Era già passato qualche mese da quando avevo cominciato ad andare in galera, tutte le settimane, per dare una mano a due detenuti (in realtà un detenuto e una detenuta) a fare una specie di fumetto (in realtà una specie di fotoromanzo) e, ancora, quando qualcuno a cui lo raccontavo mi chiedeva "che cosa hanno fatto?" oppure "perché sono in carcere?" io dovevo rispondere "non lo so, non gliel'ho chiesto". È curioso come tutti, o quasi, quando lo racconto per prima cosa mi chiedano "che cosa hanno fatto?".

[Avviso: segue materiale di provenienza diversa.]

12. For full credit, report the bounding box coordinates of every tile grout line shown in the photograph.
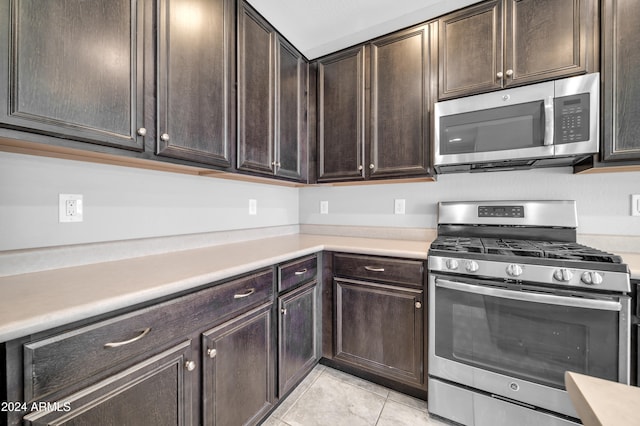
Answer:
[373,396,389,426]
[270,364,326,426]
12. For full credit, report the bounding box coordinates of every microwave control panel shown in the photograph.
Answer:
[553,93,589,144]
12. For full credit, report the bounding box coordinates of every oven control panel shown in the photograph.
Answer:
[478,206,524,217]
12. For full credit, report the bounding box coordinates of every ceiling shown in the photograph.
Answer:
[248,0,478,59]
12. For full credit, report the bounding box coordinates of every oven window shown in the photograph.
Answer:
[440,101,544,154]
[435,287,619,389]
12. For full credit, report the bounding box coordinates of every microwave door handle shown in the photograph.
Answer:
[543,96,554,146]
[436,278,622,311]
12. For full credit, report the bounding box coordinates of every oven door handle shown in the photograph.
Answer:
[435,278,622,311]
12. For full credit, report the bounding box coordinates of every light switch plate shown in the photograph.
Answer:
[631,194,640,216]
[58,194,84,223]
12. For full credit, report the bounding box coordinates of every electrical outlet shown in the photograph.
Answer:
[631,194,640,216]
[58,194,84,223]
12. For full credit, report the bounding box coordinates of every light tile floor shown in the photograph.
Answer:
[263,364,449,426]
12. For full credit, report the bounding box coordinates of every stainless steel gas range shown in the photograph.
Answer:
[428,201,631,426]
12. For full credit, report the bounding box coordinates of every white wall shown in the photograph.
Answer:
[0,152,640,251]
[300,168,640,236]
[0,152,299,251]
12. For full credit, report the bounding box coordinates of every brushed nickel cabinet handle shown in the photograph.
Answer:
[233,288,256,299]
[104,327,151,348]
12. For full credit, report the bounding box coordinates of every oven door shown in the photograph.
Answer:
[429,274,631,417]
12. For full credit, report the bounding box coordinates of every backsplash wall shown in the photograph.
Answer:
[300,168,640,236]
[0,152,299,251]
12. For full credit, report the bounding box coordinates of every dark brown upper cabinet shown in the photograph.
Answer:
[238,2,308,180]
[317,46,365,182]
[367,26,435,178]
[156,0,235,168]
[317,24,435,182]
[0,0,144,151]
[438,0,598,99]
[601,0,640,165]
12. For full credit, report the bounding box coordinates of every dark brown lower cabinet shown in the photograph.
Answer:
[202,303,275,426]
[334,279,424,387]
[278,281,318,396]
[24,341,198,426]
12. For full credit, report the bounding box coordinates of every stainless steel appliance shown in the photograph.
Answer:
[428,201,631,426]
[434,73,600,173]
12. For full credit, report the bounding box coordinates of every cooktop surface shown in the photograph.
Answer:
[431,236,622,264]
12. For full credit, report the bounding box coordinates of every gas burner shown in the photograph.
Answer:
[482,238,544,257]
[538,241,622,263]
[431,236,622,263]
[431,237,484,253]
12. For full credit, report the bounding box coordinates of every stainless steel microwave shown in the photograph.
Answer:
[434,73,600,173]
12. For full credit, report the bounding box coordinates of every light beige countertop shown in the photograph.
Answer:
[617,253,640,280]
[564,372,640,426]
[0,234,640,342]
[0,234,430,342]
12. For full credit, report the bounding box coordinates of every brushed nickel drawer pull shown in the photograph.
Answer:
[104,327,151,348]
[233,288,256,299]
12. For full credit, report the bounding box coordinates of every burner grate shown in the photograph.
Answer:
[431,236,622,263]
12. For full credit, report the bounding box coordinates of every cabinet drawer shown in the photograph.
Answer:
[333,254,424,287]
[24,268,273,401]
[278,255,318,292]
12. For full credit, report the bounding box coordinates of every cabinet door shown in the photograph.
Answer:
[438,0,503,99]
[274,36,307,180]
[24,341,198,426]
[317,46,365,182]
[368,26,431,177]
[0,0,143,150]
[202,303,275,426]
[601,0,640,161]
[504,0,597,86]
[278,281,318,397]
[238,2,275,175]
[157,0,235,167]
[334,279,424,385]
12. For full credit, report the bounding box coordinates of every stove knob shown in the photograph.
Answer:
[553,268,573,282]
[507,263,522,277]
[464,260,480,272]
[445,259,458,269]
[580,272,602,285]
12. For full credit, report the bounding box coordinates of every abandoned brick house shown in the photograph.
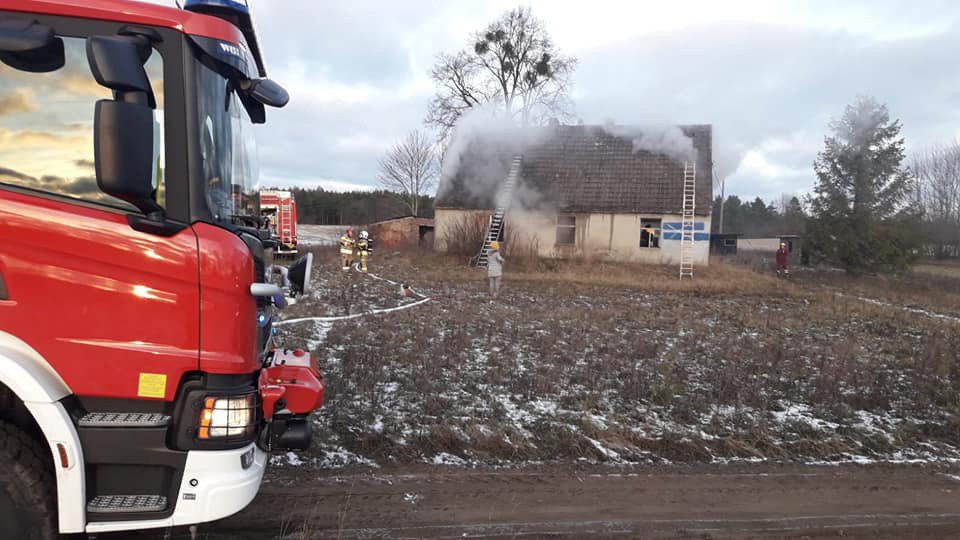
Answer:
[434,125,713,265]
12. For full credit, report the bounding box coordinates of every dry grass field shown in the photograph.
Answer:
[277,250,960,466]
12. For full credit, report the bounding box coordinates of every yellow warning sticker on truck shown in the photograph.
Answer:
[137,373,167,398]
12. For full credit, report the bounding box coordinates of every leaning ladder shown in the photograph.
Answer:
[680,163,697,280]
[476,154,523,266]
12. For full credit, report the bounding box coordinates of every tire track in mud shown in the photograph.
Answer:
[116,465,960,540]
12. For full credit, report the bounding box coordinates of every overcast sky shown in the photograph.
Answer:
[146,0,960,199]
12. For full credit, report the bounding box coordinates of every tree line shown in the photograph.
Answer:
[711,195,807,237]
[290,188,433,225]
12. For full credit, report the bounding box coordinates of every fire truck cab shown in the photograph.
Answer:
[0,0,323,538]
[260,189,297,256]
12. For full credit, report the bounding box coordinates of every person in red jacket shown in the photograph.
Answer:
[777,243,790,276]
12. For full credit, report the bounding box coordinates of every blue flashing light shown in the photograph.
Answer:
[183,0,250,15]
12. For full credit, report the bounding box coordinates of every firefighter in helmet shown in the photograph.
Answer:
[357,231,373,272]
[776,242,790,277]
[340,227,355,272]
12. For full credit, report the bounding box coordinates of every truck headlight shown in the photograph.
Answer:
[197,394,257,439]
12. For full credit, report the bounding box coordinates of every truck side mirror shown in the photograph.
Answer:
[87,36,163,217]
[0,17,64,73]
[93,99,163,216]
[241,79,290,107]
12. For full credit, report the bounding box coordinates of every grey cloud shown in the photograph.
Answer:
[577,19,960,198]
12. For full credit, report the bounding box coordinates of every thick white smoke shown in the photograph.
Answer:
[604,125,697,163]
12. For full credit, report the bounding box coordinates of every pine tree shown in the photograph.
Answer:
[806,97,920,274]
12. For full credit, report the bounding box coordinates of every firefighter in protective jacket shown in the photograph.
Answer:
[340,227,355,272]
[357,231,373,272]
[776,243,790,277]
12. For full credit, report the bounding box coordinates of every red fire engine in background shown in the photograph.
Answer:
[260,189,297,255]
[0,0,323,538]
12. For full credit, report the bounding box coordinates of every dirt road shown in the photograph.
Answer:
[111,465,960,539]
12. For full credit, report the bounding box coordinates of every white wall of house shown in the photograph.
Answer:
[435,208,711,266]
[737,236,780,255]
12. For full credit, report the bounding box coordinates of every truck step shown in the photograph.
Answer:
[87,495,167,514]
[79,413,170,428]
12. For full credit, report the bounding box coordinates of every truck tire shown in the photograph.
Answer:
[0,420,58,540]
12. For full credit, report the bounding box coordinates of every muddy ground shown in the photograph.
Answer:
[114,465,960,540]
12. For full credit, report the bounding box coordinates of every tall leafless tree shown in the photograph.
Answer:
[913,141,960,258]
[427,7,577,137]
[377,130,439,216]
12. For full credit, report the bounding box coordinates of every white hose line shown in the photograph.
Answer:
[273,264,430,326]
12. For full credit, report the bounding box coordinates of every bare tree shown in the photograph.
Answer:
[377,130,439,216]
[912,141,960,258]
[427,7,577,137]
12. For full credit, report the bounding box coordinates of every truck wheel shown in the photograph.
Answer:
[0,420,57,540]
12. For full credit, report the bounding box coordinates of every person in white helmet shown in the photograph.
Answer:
[357,231,373,272]
[776,243,790,277]
[487,240,504,298]
[340,227,354,272]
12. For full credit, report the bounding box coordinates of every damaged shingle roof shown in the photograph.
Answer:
[436,125,713,215]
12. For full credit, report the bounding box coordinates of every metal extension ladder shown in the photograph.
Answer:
[476,154,523,267]
[277,199,293,242]
[680,162,697,281]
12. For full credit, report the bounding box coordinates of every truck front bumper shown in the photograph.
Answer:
[86,443,269,533]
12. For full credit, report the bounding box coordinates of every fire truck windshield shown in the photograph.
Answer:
[196,56,260,223]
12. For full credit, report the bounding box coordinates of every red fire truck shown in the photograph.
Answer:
[0,0,323,538]
[260,189,297,255]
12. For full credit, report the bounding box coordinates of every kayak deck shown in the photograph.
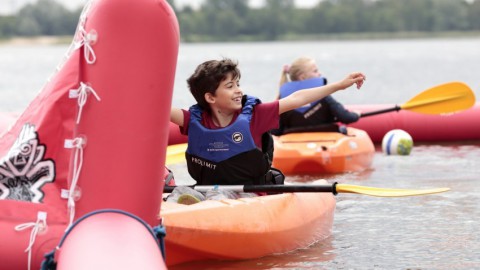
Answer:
[160,181,335,265]
[273,127,375,175]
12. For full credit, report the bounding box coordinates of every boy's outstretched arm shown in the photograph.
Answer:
[278,72,366,114]
[170,107,183,127]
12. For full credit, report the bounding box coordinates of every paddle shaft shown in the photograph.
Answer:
[360,105,402,117]
[163,183,337,195]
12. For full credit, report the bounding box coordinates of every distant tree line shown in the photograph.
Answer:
[0,0,81,38]
[0,0,480,42]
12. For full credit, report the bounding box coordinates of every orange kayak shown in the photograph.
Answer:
[160,180,335,266]
[273,127,375,175]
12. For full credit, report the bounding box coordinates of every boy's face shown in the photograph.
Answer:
[206,74,243,111]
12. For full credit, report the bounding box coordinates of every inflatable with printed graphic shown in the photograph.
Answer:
[0,0,179,270]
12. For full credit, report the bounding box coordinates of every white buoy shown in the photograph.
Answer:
[382,129,413,156]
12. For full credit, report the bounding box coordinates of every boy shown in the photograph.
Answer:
[170,59,365,201]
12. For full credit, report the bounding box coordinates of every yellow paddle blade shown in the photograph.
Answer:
[400,82,475,114]
[336,184,450,197]
[165,143,187,165]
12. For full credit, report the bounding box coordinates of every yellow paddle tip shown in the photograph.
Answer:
[336,184,450,197]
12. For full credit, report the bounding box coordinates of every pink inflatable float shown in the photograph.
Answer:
[0,0,179,269]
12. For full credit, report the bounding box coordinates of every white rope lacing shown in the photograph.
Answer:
[51,0,97,74]
[65,137,86,229]
[15,211,47,270]
[74,24,98,65]
[69,82,101,124]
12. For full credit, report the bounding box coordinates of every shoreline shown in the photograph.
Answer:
[0,31,480,46]
[0,36,73,46]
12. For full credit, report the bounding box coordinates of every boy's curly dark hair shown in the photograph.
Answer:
[187,58,241,110]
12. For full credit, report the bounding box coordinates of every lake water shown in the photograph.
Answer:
[0,38,480,269]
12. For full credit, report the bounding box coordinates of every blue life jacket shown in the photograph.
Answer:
[280,77,327,114]
[272,77,348,135]
[185,96,270,185]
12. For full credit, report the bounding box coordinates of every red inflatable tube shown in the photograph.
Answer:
[55,210,167,270]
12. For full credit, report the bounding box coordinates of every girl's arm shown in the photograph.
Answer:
[278,72,365,114]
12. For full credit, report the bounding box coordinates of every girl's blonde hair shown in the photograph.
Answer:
[280,57,315,86]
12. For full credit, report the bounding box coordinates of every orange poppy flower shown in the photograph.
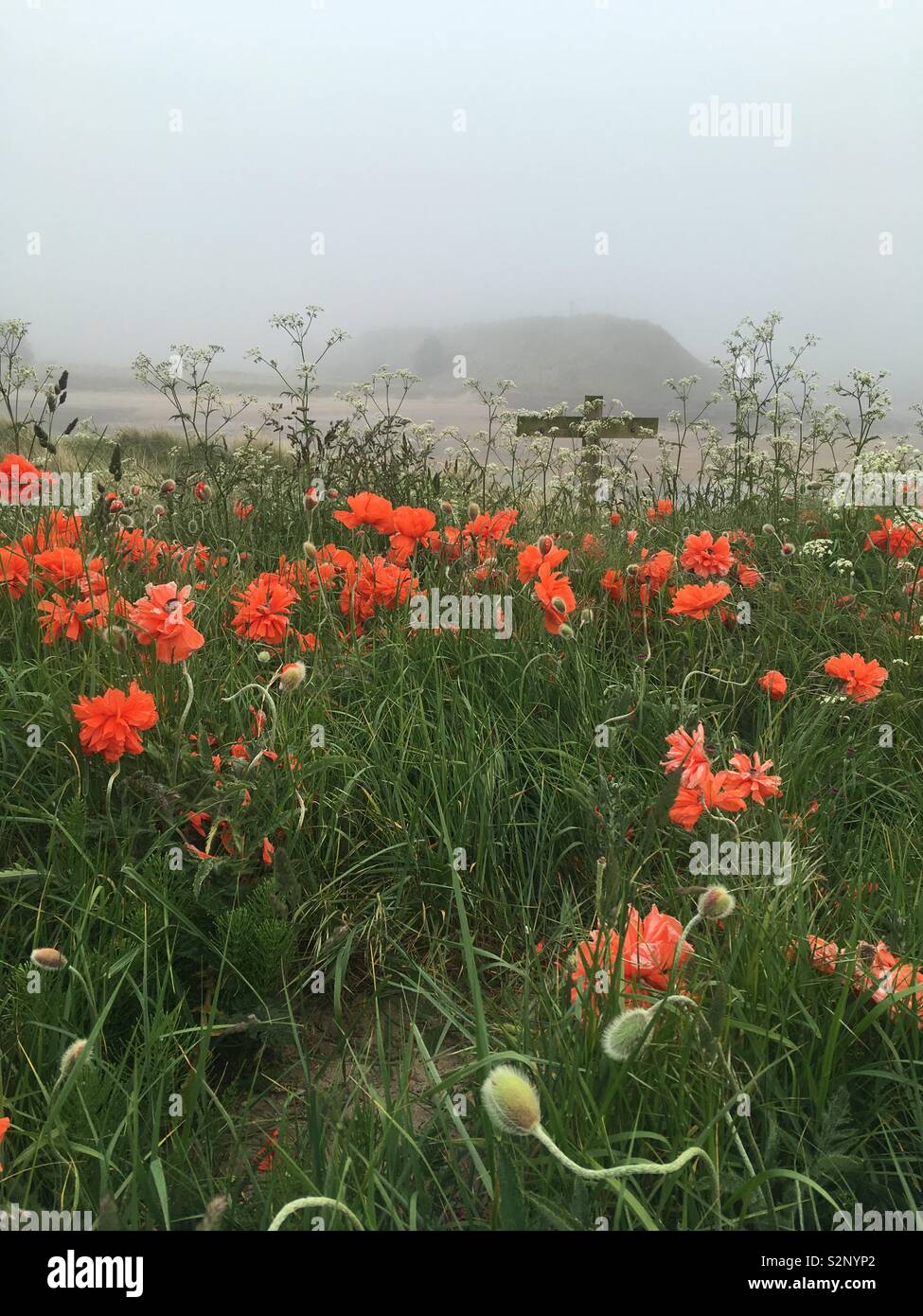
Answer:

Una mia amica, per un po', ha insegnato disegno in un carcere di massima sicurezza (terroristi assortiti, rossi e neri, mafiosi...) e, prima di cominciare il corso, non aveva voluto sapere il motivo per cui i suoi alunni erano lì. Lei temeva che certi suoi pregiudizi le avrebbero impedito di trattarli tutti nella stessa maniera e visto che lei voleva davvero trattarli tutti nella stessa maniera aveva preferito non sapere.
Per me non era così, è che a me proprio non sembrava tanto importante conoscere per quale crimine i miei co-autori stavano scontando una pena.

D'altronde anche a voler chiedere bisogna ragionare bene su cosa chiedere. Prendo come esempio una persona di cui conosco la storia (perché dopo un anno e passa che vado in galera un po' di storie le ho sapute, ma solo perché mi sono state raccontate, senza che io domandassi).

Chiedendole "come mai sei in galera?" quella persona potrebbe rispondere "perché una poveraccia che ospitavo in casa mi ha consegnato alla polizia", direbbe la verità e non avrebbe soddisfatto granché la mia curiosità. Chiedendole "per cosa sei stata condannata?" potrebbe rispondere "per tentata rapina e tentato omicidio" direbbe la verità, ma la risposta sarebbe molto parziale e pure fuorviante, perché chiedendole "che cosa hai fatto?" potrebbe rispondere "nulla che abbia rilevanza penale" e, anche in questo caso, direbbe la verità (visto che, nello specifico, la tentata rapina c'è stata, il tentato omicidio no, e quella persona - in ogni caso - non era complice del tentato rapinatore come invece il giudice ha ritenuto). Insomma, uno dei motivi per cui non chiedo e che – per poter farsi davvero un'idea – non basta fare una domanda e ricevere una risposta.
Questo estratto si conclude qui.